Interface & Motion (Interface & Beweging)


Interface & Motion was all about creating interactive and visual content for the web. During this project I designed, animated and coded an interactable animation for the web.


Below you can view the video of the final product. I also included the link to the website where you can interact with the animation.

Link to the animation demo


Before I began this task, I already had experience with animation. I had animated human characters, objects, and also bird-like characters in the past. It seemed interesting to me to animate a character with four legs this time so I chose to animate a dog. This has many fun animation options and offers a good challenge.

I decided to design the dog to look like my real-life dog, Fellow. He's a three year old Boxer who's full of energy and loves to play.

I was going to animate the character using a skeleton technique which means I wont have to redraw every frame of each animation. Using a skeleton meant I had to break the character up in different parts that can overlap and move without it looking strange.

My favorite program for bone-based animation is Dragonbones. However, this software is starting to become outdated and is no longer being developed. For that reason, I had decided to switch to different software. There were a number of options with their own pros and cons.


Spine is the best software when it comes to character animation (mainly for games) based on bones. However, the basic package of Spine costs 80 euros, and when you want more options, one of which is Meshes (meshes are essential in my workflow), you have to pay over 300 euros. So that's not an option.

After Effects

In After Effects it is possible to work with bones to create animations as well. However, After Effects works (to my taste) a bit "clunky" with it. It doesn't feel smooth to use and with lesser hardware, After Effects is not pleasant to use. When using After Effects you're also dependand on paid software.

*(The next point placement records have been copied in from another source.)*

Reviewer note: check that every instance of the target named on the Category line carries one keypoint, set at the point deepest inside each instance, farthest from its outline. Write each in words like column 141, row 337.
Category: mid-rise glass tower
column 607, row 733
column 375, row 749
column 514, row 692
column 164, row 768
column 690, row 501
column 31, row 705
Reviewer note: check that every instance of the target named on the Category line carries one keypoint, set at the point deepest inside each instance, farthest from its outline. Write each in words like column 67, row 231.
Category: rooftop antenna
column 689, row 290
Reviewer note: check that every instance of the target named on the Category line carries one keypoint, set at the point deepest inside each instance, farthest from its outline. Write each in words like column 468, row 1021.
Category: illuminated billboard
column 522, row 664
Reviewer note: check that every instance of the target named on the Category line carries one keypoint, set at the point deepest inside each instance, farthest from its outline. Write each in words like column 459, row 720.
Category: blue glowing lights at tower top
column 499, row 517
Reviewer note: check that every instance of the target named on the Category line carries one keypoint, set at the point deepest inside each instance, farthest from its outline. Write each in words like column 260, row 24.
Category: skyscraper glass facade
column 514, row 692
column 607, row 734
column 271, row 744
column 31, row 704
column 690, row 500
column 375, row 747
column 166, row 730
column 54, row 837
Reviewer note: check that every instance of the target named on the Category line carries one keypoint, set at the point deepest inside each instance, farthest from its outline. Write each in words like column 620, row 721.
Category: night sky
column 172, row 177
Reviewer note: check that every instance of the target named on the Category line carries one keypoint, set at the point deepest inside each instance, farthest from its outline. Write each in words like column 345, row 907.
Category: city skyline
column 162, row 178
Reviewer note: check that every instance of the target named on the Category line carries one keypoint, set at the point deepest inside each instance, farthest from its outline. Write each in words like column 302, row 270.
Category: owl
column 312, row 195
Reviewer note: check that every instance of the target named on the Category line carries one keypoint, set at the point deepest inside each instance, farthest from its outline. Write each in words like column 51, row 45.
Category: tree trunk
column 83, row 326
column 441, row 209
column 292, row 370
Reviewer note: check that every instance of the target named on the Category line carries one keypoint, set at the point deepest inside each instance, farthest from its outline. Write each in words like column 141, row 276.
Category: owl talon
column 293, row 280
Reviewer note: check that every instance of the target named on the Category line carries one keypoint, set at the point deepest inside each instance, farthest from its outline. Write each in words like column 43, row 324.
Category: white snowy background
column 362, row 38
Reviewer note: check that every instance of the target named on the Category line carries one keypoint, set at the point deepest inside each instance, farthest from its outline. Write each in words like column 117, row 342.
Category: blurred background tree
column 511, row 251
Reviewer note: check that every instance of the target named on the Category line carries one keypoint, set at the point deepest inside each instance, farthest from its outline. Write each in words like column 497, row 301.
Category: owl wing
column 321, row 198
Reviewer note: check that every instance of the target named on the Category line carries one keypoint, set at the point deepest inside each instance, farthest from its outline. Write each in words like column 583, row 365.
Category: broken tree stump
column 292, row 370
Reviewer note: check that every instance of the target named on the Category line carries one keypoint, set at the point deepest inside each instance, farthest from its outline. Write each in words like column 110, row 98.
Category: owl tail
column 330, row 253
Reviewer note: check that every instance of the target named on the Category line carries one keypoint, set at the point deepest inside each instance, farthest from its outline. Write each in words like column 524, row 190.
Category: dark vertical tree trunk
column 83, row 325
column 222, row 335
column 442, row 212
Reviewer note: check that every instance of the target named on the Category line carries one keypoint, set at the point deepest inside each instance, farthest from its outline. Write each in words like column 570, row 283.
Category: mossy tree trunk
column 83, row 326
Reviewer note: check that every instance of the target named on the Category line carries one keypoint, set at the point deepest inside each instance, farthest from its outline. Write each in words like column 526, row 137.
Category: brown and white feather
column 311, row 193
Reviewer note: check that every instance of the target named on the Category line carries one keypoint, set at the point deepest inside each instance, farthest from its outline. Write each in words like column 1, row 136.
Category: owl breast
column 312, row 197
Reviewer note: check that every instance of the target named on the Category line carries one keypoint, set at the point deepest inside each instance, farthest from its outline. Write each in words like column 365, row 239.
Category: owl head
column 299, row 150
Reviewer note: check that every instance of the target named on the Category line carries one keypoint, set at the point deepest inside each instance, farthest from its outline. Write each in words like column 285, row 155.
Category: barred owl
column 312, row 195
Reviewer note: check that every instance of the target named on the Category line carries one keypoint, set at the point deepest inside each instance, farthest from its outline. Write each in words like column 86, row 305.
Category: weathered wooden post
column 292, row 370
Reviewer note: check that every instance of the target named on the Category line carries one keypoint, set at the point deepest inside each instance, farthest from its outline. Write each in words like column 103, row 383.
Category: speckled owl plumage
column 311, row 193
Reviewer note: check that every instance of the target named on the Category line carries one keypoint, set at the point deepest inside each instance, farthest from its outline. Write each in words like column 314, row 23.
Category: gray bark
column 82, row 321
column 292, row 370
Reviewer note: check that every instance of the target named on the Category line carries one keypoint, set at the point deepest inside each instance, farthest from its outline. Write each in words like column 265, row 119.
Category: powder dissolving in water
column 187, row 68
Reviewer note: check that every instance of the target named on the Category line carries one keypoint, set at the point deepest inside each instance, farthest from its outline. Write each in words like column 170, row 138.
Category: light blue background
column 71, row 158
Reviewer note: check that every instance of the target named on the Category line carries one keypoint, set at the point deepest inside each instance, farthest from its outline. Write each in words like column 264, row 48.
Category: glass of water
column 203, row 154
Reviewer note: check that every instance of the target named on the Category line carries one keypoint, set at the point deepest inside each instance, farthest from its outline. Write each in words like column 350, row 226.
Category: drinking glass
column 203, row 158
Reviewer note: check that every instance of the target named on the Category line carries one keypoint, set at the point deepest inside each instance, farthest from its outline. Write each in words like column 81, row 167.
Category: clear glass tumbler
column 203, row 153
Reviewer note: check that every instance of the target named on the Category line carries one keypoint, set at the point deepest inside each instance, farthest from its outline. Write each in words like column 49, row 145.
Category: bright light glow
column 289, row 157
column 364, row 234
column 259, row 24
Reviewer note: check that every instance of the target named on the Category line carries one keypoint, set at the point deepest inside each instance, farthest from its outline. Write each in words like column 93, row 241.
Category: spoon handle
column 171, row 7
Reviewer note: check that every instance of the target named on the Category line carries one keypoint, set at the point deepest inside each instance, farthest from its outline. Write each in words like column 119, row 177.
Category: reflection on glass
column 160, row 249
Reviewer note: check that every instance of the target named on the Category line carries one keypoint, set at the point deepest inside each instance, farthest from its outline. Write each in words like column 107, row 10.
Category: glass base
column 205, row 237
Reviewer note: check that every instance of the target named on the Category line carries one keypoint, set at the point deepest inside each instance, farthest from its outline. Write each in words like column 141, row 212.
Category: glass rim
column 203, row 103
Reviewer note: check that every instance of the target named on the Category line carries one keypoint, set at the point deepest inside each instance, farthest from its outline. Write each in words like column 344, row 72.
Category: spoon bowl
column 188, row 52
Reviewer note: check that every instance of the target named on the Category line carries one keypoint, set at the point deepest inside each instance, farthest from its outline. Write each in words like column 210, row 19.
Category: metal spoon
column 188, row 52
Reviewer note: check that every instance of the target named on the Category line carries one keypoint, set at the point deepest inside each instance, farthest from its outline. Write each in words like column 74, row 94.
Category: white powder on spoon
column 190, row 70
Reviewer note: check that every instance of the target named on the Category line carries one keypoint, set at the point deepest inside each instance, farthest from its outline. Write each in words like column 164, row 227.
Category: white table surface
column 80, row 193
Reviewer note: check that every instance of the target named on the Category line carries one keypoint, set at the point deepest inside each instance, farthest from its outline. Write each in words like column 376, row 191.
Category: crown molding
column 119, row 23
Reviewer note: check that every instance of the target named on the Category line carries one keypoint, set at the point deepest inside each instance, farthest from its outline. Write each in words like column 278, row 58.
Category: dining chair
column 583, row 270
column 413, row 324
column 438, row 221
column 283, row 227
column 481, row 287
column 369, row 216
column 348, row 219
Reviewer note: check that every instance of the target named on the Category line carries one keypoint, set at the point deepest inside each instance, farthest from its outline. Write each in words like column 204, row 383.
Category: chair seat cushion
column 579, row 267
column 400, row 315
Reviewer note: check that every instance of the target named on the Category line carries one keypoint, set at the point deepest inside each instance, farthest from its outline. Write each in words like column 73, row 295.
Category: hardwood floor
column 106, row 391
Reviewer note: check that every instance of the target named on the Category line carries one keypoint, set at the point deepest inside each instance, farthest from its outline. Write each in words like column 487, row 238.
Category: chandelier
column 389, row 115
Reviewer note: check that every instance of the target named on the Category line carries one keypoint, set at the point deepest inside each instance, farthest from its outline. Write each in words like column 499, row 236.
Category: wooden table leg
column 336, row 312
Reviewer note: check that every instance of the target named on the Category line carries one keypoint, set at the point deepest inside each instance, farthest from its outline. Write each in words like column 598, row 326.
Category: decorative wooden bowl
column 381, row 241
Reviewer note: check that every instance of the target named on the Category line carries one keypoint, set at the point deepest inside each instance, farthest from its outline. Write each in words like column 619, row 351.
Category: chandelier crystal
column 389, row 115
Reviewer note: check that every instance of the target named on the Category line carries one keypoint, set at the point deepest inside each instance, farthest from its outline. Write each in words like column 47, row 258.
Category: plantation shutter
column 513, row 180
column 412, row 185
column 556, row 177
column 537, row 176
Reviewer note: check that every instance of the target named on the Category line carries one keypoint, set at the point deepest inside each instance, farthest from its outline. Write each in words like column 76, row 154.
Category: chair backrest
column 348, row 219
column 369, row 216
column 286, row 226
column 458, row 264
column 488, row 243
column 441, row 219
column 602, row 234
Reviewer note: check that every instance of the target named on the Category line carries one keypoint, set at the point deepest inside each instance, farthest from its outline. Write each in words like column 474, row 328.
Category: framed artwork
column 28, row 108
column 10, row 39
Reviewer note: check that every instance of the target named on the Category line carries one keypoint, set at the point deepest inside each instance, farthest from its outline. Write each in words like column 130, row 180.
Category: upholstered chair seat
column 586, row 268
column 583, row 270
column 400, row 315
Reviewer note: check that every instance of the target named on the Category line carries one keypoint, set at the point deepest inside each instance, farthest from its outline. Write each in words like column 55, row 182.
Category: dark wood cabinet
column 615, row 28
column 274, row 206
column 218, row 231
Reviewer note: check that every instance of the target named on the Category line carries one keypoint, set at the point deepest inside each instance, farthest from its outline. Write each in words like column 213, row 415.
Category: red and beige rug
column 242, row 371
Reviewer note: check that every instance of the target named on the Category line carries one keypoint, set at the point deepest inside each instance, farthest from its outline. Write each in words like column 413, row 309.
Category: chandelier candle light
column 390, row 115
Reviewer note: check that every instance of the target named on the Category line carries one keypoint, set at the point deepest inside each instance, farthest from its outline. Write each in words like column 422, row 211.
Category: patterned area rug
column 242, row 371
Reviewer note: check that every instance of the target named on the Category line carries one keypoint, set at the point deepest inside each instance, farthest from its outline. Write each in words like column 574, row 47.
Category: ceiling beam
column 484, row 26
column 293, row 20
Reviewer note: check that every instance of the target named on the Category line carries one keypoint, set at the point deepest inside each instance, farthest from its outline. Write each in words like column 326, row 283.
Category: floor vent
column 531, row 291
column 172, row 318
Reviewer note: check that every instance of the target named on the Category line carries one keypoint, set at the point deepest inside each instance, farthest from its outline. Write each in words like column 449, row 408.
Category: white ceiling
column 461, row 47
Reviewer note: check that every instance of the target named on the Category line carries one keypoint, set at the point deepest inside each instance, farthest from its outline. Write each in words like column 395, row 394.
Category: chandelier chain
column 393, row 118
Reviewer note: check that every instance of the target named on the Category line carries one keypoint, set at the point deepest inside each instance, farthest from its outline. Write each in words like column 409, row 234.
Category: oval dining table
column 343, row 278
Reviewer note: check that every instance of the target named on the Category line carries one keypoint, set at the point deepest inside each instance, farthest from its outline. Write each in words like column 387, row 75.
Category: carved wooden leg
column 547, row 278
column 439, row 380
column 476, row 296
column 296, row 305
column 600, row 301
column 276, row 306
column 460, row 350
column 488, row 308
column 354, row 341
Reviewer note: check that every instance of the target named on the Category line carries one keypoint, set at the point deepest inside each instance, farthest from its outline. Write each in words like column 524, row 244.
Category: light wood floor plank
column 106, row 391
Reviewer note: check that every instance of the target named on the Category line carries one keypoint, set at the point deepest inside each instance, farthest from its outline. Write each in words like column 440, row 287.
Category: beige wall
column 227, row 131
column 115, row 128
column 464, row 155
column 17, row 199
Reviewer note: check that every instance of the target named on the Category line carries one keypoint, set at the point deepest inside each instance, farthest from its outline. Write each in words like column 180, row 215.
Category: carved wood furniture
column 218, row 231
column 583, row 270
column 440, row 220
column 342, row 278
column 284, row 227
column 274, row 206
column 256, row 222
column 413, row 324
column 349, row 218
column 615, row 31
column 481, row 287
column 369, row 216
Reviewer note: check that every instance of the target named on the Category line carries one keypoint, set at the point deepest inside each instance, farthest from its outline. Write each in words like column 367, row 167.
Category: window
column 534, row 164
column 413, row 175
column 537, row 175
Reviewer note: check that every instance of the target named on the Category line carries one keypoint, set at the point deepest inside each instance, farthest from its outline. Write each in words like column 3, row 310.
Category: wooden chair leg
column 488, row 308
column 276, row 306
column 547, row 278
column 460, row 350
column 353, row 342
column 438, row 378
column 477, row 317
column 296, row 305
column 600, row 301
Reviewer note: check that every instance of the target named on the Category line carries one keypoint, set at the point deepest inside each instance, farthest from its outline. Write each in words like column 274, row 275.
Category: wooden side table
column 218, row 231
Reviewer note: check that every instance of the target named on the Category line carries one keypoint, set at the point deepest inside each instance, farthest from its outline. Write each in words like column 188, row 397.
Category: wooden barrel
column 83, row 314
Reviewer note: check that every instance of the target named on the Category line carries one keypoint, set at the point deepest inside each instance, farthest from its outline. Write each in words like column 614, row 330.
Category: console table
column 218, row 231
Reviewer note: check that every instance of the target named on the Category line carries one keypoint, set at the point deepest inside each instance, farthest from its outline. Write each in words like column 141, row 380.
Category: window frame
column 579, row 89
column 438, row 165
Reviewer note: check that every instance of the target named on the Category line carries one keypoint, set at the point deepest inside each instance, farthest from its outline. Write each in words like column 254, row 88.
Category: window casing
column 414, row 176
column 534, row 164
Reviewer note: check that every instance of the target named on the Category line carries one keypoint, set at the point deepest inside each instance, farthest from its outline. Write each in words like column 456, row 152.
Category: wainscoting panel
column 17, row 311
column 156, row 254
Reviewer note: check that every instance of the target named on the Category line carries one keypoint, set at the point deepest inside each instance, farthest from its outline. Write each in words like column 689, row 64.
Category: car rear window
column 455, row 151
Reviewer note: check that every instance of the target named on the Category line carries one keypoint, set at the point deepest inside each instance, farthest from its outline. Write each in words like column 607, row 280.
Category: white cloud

Rive is an open-source web-based animation app specifically made for the web. I have tried this once before but abandoned it because it did not have all the features I expected. Nowadays, Rive is much more developed and has almost all the functions that Dragonbones and Spine also have. You can also work well with states and interactions such as hovers and clicks, and there is a complete API in which animations can be easily placed with the canvas element in html. Ideal for this task. In the end, I decided to switch to Rive. In this way, I not only gain more experience with animation, but I also learn new software that I can use more often in the future.

Because I used Rive, I'm able to use the animations I made easily on the web.